Sometimes I think life is like walking through a house of mirrors. It’s always me who is blocking the path to where I’d like to go.
Sunset in Park City
I’m hold up in my office today ~ allegedly working on this big writing project but really I’m just goofing off playing with the cats. I'm not particularly thrilled about this writing project. I'm not thrilled about any of the work I'm doing right now and I think maybe that's why I'm so grumpy these days.

It's my job to listen to clients whine about all sorts of problems and then ever so gently point out the bleeding obvious in a way that makes them feel completely and totally elated. (This is how ad campaigns like Tastes Great! and Fresher Longer! get invented.)

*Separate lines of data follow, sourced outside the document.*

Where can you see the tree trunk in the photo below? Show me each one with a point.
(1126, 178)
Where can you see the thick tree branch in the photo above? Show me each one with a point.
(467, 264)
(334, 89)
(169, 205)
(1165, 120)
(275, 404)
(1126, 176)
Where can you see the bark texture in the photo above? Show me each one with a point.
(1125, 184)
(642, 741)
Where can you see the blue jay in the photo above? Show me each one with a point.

I am not a religious person but after several years in the advertising business even I'm resigned to the fact that sooner or later I'm gonna burn in hell.

My garden is blooming ecstatically this year and as I wandered around out there, I realized that's what I need to do, too.

I think this is what's called a midlife crisis. I've been all out of sorts because I moved out here to change everything! To quit the ad business (that never happened,) open a garden shop, (ditto) live a tiny life (half way there) and write a novel that makes people go ga-ga ~ kind of like how they behaved when the New York Times discovered The Lovely Bones.

I took my first-ever solo vacation last year to jumpstart the whole Great American Novel project. I rented a little cabin on the rainy Oregon shore. Curled up in front of the fireplace, turned on my laptop and stared at the screen for the better part of a day.

I formatted the title page.

I chose a really pretty font.

And, then I called my friend, Julie,
and asked her if she wanted to go get a beer.
In the words of some unknown author, that was all she wrote.

Catmint & Roses

The closest I've got and probably ever will get to writing a novel was that vacation in Oregon where I realized that people like Sue Monk Kidd are writers and people like me are lucky to be hired to do the 'easy stuff.'

I wonder if John Grisham ever stood naked in front of the bathroom mirror and said, "Screw it. I’m a hack. But that doesn’t necessarily mean I have to be a poor hack." No one aspires to mediocrity but we all get there sooner or later. Grisham probably tormented himself for years trying to write a great, deep novel. And then, climbing out of the shower one morning, it hits him: Who wants great and deep? When did that ever pay the bills? Now he churns out some dumb-ass mystery novel every couple years and owns a house in the Hamptons.

And, so... there you have it. My garden reaps the benefits of my writer's block. There are days when I'm sorely disappointed in my own laziness. But, at least I'm paying the bills.